Got down to a group of 5 harlequins, who were being stubourn, then I remembered I had the "big" net.  It's about 12cm square!  One carefully aimed swoop and I had 4 of them 

After starting the process of draining the rest of the water, and syphoning out the detritus I found 2 amano shrimp which were pretty determind to stay put!  Was difficult to see them in the murky water but after some comedic attempts to chase the last one, I managed to swipe it!

It was actually quite entertaining, playing cat and mouse with a shrimp.  Not sure which of us was the most cunning   Amazingly, that means I actually still have 6 amano's


----------



## TBRO (1 Mar 2009)

I had a similar problem with three Denasoni Barbs which were ripping up all my hair grass. They're fast and smart (seem to get wise to each technique). I built a boma out of slate (african game reserve style) with a vase at the end as the trap which if herded correctly the fish have no choice but to enter. Worked pretty well, no harm to fish, minimal disruption to tank.
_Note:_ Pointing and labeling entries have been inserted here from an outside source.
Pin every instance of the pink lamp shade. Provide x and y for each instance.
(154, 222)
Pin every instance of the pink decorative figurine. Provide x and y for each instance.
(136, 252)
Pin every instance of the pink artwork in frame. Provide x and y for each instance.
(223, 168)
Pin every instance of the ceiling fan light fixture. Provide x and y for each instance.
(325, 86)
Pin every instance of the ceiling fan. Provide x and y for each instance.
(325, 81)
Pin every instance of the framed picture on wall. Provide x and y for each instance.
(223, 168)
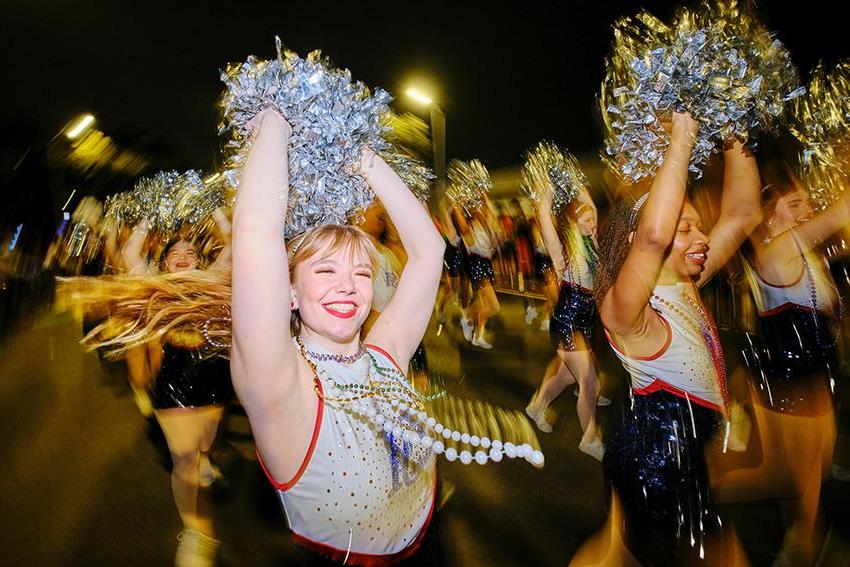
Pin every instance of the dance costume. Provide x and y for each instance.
(355, 493)
(798, 358)
(480, 258)
(575, 311)
(189, 377)
(453, 258)
(656, 459)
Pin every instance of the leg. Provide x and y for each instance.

I guess this is only appropriate if you have a big tank with open space.


----------



## L number Banana (2 Mar 2009)

Pretty much the same clear pop bottle technique as Superman. Only I use it floating on the water sideways and only cut off the pouring end and insert it backwards. Works like a lobster trap. Don't forget to put the food in before you insert the funnel bit backwards.
Leave enough air in it if you want to catch things like Danios or barbs. Zippy little things! That way it floats near the top where they feed.
Good luck


----------



## Steve Smith (2 Mar 2009)

Interesting idea with the pop bottles 

I'm not sure my Pentazona barbs would go for it though, they're pretty shy at the best of times, darting to get food as it sinks to the bottom.  Probably work with the harly's


----------



## a1Matt (2 Mar 2009)

I use a variation on the two net trick, but using one net and one clear plastic fish bag.  Herd the fish into the plastic bag with the net.

or

A tupperware box with food in, and the lid slanted half over, with an algae scraper resting against it.
When the fish swims in, push the lid on with the algae scraper.


----------



## LondonDragon (2 Mar 2009)

Turn up your CO2 until they come up to the surface to gasp for air! (it was a joke    )


----------



## samc (2 Mar 2009)

if its tetras i find if you guide them slowly rather than chase them you can guide them to the top then just scoop them up


----------